As you can see, a particular instance of some Thing may be described with multiple types. This is similar to how people fit multiple roles. For example, I am a professor, a parent, an offspring, etc. You might be a student and an offspring. Thus, we both share at least one class, and inherit the properties of that class and its broader classes, like Person. By using this organizational model to describe the content of a web page, search engines can begin to understand that content and its context and the relationship among Things on the web.

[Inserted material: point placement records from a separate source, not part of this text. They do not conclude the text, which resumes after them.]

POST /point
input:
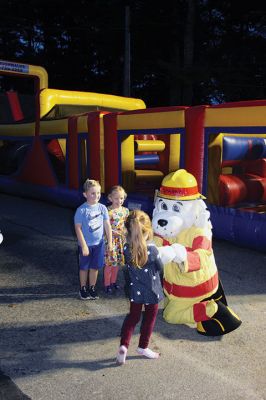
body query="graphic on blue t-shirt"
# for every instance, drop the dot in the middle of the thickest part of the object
(91, 219)
(94, 222)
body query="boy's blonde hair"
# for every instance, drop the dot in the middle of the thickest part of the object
(117, 188)
(139, 229)
(90, 183)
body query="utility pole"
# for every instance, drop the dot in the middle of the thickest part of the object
(127, 83)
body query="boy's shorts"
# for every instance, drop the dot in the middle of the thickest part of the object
(94, 260)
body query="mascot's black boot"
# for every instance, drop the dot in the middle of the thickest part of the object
(222, 322)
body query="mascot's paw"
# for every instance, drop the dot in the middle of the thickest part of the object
(222, 322)
(167, 254)
(180, 255)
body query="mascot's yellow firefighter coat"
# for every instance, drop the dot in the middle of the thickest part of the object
(182, 231)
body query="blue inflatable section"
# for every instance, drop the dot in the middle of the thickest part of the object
(239, 148)
(246, 229)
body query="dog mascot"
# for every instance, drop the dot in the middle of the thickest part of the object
(183, 233)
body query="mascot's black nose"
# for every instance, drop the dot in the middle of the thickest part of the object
(162, 222)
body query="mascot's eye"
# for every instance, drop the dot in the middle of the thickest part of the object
(164, 206)
(176, 208)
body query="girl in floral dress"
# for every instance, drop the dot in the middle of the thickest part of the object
(115, 259)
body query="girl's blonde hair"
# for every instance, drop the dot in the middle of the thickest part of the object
(90, 183)
(117, 188)
(139, 230)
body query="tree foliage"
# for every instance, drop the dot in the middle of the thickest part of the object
(183, 52)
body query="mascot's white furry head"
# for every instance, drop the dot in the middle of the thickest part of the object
(179, 205)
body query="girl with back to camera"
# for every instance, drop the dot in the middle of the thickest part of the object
(143, 266)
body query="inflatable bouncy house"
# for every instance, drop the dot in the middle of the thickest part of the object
(226, 152)
(52, 140)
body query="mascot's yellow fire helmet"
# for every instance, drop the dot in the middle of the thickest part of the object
(180, 185)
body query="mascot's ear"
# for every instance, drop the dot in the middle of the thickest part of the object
(155, 196)
(202, 219)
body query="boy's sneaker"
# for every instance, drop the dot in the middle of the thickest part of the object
(93, 293)
(108, 290)
(84, 293)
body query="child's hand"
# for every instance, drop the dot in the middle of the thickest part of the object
(85, 251)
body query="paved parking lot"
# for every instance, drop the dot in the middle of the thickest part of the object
(55, 346)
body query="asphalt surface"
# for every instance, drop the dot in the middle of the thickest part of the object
(55, 346)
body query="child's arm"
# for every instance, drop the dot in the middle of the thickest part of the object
(108, 232)
(82, 243)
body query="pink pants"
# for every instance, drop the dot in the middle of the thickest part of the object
(147, 324)
(110, 275)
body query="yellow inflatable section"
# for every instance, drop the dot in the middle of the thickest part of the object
(51, 106)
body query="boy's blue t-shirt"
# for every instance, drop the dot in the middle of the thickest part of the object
(91, 219)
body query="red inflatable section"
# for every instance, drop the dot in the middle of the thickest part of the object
(234, 189)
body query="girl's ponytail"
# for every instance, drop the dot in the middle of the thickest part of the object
(139, 230)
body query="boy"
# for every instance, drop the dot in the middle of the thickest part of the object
(91, 221)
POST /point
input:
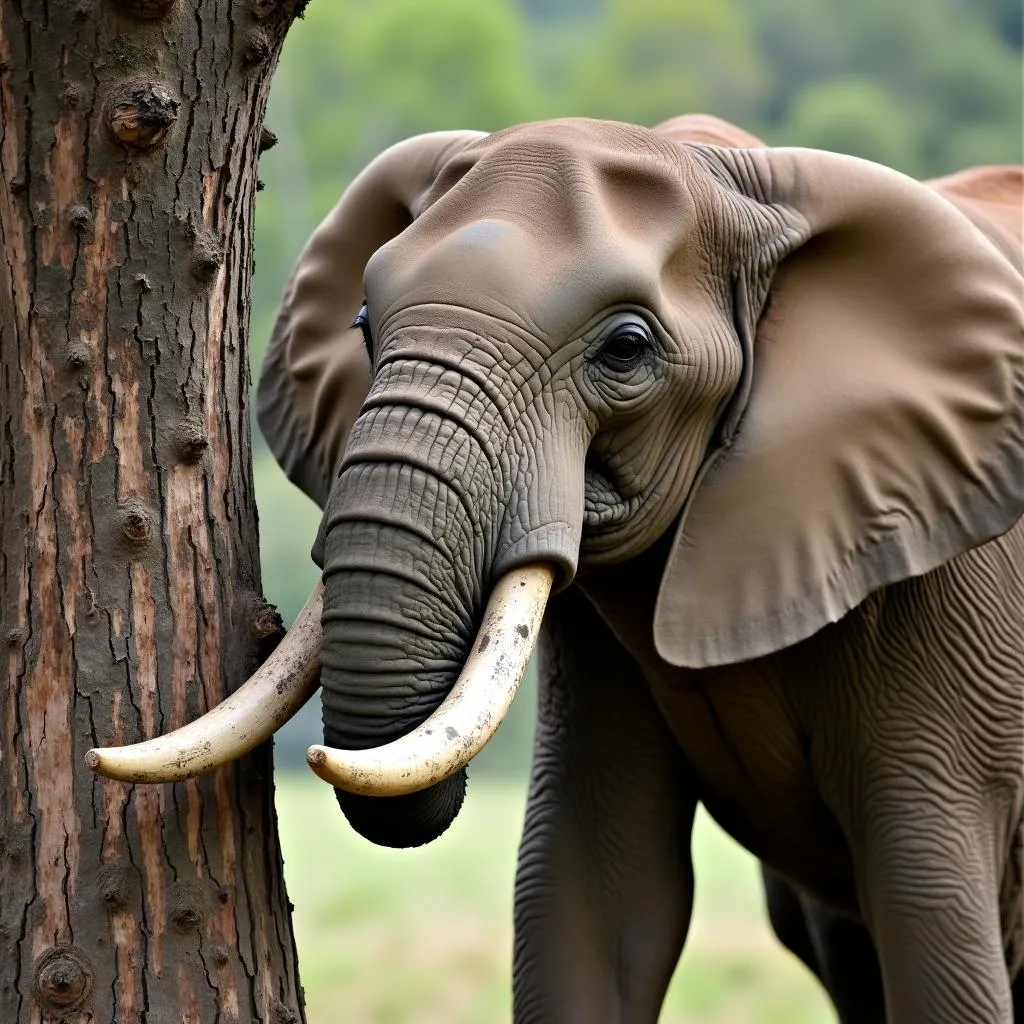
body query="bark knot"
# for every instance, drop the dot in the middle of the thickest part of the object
(208, 256)
(141, 115)
(135, 520)
(258, 48)
(188, 441)
(62, 979)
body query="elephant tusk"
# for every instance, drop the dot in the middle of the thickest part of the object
(244, 720)
(469, 716)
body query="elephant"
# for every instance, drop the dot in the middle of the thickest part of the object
(755, 417)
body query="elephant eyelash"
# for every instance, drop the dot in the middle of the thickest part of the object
(363, 323)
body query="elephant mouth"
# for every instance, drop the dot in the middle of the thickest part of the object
(606, 509)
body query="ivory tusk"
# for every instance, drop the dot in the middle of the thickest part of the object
(244, 720)
(469, 716)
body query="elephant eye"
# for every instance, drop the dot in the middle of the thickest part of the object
(626, 347)
(363, 322)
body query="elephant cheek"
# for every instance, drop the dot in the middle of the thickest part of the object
(406, 821)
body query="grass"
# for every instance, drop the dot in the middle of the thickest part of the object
(425, 936)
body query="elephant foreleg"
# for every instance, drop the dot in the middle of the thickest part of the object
(604, 882)
(838, 949)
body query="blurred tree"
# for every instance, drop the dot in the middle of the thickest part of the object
(649, 59)
(854, 116)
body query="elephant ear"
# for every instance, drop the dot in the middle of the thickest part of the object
(316, 372)
(880, 432)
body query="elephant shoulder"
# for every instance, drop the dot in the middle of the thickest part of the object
(993, 198)
(705, 128)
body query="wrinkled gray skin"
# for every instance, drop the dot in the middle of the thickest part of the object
(528, 403)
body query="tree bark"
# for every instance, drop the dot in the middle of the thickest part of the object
(130, 591)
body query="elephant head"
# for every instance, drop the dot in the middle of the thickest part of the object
(550, 346)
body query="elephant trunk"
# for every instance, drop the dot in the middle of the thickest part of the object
(429, 510)
(403, 572)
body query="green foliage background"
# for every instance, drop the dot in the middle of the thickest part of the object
(926, 86)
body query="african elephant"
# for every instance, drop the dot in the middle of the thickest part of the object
(757, 416)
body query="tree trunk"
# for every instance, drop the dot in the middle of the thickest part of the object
(130, 592)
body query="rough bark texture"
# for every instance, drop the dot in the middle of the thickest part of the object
(129, 571)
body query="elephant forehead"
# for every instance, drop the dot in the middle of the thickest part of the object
(509, 270)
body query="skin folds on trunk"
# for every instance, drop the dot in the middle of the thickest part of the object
(401, 600)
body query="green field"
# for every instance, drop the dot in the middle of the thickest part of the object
(425, 936)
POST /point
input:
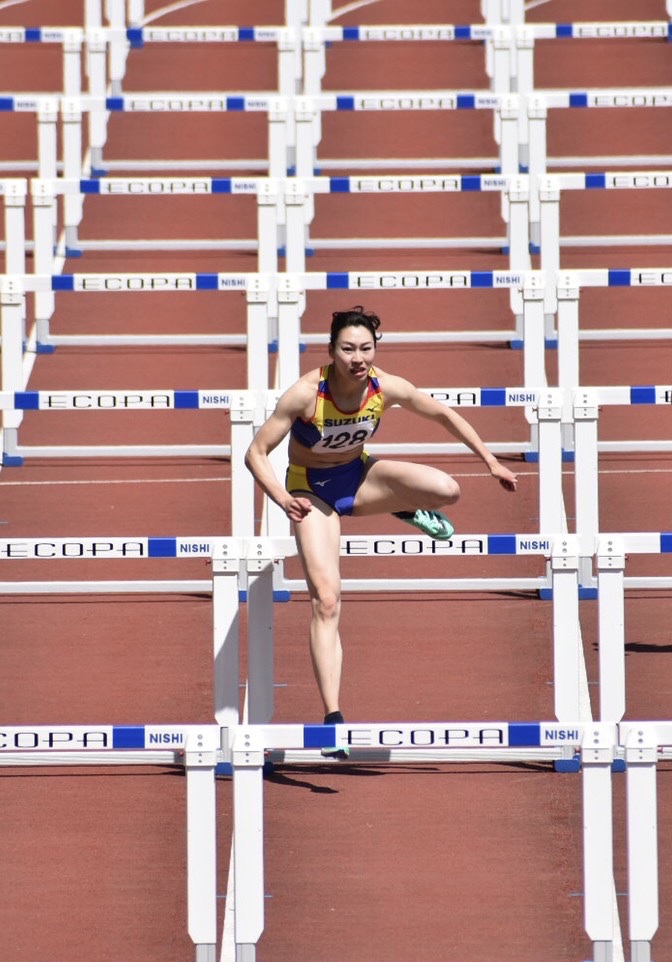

Using schema.org on your web pages requires some familiarity with the data model and what it offers. Therefore, begin reviewing the Full schema hierarchy for a complete listing of what is available.

Conclusion

In this section, we were introduced to the schema.org data model. We learned that schema.org is a hierarchical and extensible data model, with Thing as the root class and many descendant classes that inherit and extend its properties. By understanding this structure, we will be able to select the right types and properties that describe our web pages.

In the next section, we will use the schema.org data model to model the content of our web pages. Then we will serialize the models we create as JSON-LD.

To sum it up: Metadata serialized in JSON-LD is used by search engines, AI, and other services to understand the content expressed in HTML, the latter of which is used for human consumption. It accomplishes this through the schema.org vocabulary (although other data models exist for different contexts).

In the next section, we focus on the practical aspects of serializing schema.org as JSON-LD.